You have to give Sue Nicholson credit. The self-proclaimed “international psychic medium” may be greeted with legions of fans interested in getting “answers from the other side” when she kicks off her national tour at $58 a ticket this weekend.
But when she entered a lecture theatre at Victoria University last weekend to close day one of the New Zealand Skeptics’ Society annual conference, she was walking into the lion’s den – and she knew it.
Listen to Susan Nicholson’s talk at the 2013 NZ Skeptics Conference:
[audio: http://archive.org/download/SusanNicholson/Susan Nicholson.mp3]
“I was told by many people not to come here. And I said ‘why not?”
“I believe in healthy discussion, and we all have our opinions and that’s great. I’m not here to prove anything. I’m not here to convince you. We all have our thoughts, we all have our ideas and that’s how the world goes around.”
And with that confident start, Nicholson delved back into her past, to growing up in England, her first vision of a dead person aged four, her sister’s near death experience which Sue sensed, the hide and seek games where she was able to “see” where everyone was hiding, a lonely childhood where the other children thought her a bit strange.
“I didn’t come out of this spiritual closet for some time,” said Nicholson, describing run-ins with family and the Church as people refused to accept her claims to possess psychic powers and turned away from her.
“My brother and sister don’t have anything to do with me, whatsoever.”
If Nicholson had carried on in this vein, explaining the downside of having amazing powers of observation, she may had won some sympathy – in the same way we show compassion for someone losing their mind to dementia.
But after about 15 minutes of talking Nicholson abruptly stopped and opened up for questions. Bad move. The gathered skeptics wanted technical details and were ready with questions that teased out the, to put it politely, pseudoscientific views Nicholson holds. It wasn’t long before the positive energy in the room, which Sue picked up before starting her talk, drained from Rutherford House entirely.
The following exchange characterises the discussion that followed:
Skeptic: You could humiliate us skeptics by accepting one of our challenges and demonstrating that actually you do have these powers. Would you agree to be tested?
Nicholson: How about showing me what you skeptics can do? Why can’t we have someone who is a skeptic go and do the test? I might do it I might not. The thing is, I don’t have to prove myself to anyone.
Nicholson, despite her second sight, didn’t seem to understand she was in a room full of people who view the world through a filter of scientific evidence. If you can’t show us the evidence to back up your claims you have lost the argument. The fact she has worked on 14 criminal cases as part of the Sensing Murder TV show and can’t prove a single case was solved thanks to her input, didn’t seem to need any explaining.
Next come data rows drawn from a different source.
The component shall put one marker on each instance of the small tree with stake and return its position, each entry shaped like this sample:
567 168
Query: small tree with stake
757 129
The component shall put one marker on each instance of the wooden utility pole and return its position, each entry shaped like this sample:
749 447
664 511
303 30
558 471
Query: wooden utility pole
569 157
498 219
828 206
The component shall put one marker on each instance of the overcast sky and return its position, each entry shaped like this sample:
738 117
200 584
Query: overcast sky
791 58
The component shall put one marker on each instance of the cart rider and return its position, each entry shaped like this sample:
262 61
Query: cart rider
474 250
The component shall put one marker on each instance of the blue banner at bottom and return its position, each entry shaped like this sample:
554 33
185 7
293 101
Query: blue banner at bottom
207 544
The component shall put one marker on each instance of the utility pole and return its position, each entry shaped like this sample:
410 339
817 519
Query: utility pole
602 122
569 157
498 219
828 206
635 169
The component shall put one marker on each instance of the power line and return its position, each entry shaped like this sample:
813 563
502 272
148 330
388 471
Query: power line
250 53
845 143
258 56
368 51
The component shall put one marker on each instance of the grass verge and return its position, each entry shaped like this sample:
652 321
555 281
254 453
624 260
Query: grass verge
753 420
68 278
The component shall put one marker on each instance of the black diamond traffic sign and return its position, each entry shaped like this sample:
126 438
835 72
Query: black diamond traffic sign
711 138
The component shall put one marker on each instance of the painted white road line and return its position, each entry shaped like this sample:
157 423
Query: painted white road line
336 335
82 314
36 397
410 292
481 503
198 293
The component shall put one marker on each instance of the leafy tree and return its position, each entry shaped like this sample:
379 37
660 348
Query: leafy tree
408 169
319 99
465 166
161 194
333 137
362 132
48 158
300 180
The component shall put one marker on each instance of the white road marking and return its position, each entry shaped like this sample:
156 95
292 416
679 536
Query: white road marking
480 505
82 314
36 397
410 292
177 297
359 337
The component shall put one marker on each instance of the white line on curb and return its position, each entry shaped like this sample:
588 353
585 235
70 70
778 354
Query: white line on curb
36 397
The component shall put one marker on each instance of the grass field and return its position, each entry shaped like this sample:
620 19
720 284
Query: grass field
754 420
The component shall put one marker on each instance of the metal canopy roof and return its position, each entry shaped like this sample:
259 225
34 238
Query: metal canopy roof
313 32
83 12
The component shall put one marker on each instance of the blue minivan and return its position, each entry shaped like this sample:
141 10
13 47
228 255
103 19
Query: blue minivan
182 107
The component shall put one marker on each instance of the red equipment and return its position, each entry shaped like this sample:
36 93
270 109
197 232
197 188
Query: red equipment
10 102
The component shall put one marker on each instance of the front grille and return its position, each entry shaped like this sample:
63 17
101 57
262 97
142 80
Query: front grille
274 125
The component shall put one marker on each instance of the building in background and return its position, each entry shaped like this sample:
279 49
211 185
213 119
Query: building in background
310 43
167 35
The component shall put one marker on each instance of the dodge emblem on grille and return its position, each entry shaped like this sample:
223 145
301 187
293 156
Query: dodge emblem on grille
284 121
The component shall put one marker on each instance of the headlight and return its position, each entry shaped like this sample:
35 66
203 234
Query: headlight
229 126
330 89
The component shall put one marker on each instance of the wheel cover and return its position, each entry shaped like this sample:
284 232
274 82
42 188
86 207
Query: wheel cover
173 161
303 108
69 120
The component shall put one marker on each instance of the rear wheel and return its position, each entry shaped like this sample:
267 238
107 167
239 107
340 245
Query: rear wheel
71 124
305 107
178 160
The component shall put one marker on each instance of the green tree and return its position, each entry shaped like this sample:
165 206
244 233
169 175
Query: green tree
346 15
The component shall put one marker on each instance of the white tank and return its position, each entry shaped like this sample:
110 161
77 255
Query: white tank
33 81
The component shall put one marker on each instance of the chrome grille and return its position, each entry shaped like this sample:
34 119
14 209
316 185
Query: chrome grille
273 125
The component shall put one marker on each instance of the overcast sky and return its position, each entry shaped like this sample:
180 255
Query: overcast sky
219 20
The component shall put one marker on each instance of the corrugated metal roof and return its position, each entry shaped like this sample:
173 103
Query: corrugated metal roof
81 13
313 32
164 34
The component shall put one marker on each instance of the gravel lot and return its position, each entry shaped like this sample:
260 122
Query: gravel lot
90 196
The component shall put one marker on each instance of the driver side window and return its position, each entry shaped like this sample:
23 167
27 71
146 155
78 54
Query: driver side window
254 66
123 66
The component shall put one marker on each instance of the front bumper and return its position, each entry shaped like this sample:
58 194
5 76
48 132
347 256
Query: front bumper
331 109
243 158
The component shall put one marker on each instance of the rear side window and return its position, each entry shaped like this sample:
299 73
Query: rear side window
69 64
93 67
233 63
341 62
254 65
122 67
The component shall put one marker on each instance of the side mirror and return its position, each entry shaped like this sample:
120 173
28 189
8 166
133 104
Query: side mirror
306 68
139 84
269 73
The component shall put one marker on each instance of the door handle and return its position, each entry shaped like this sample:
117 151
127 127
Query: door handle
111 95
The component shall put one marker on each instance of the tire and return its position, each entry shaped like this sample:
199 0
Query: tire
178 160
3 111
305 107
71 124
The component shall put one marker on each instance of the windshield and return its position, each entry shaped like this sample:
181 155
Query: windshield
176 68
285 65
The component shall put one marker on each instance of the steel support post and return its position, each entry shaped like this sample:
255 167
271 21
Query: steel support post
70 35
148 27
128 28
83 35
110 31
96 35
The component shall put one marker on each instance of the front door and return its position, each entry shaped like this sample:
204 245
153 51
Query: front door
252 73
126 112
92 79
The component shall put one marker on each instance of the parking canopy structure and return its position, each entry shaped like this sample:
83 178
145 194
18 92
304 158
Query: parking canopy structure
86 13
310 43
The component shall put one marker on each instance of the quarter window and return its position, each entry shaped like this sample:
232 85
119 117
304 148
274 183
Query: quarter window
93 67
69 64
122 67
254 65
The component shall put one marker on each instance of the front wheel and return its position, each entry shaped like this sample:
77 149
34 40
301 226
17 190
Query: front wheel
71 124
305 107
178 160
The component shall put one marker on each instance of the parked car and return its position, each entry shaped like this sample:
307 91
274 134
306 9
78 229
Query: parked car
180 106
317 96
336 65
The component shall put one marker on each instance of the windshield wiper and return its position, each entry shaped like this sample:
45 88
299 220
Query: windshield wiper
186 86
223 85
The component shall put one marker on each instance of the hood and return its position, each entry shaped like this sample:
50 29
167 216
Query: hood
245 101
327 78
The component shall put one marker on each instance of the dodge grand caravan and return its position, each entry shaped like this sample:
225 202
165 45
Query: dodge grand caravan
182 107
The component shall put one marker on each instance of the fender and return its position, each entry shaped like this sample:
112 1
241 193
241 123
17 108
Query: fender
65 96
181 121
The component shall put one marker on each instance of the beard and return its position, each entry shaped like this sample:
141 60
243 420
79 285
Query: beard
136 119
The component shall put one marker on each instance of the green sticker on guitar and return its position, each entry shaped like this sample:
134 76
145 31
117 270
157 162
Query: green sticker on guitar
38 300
It got wackier as Nicholson went on, culminating in her urging us to visit Egypt (but not right now), so we could see for ourselves that human beings could not possibly have constructed the pyramids.
It was all fairly civil and entertaining, but also very sad. In the pub afterwards we discussed whether Nicholson actually believes what she is peddling. Most of the gathered skeptics thought that she was indeed genuine in her beliefs, delusional as they are.
Given her lack of interest in answering her critics I can only come to the same conclusion. This isn’t a psychic who has studied the skeptics’ arguments, looked for loopholes, rehearsed the canned responses when confronted with the overwhelming evidence against her.
At one stage a skeptic asked a very good question Nicholson also had no response to: “I am bi-polar. I hear voices. How am I any different to you?”
Nicholson doesn’t have any answers and doesn’t care. She has nothing to prove. Her success is measured in how many bookings she gets for house blessings, the number of email counseling sessions she has lined up and how many seats she sells on her national tour. It isn’t measured by how many cases she solves, the successful cold readings she does or the number of skeptics she humiliates.
If it was, this psychic would be out of business.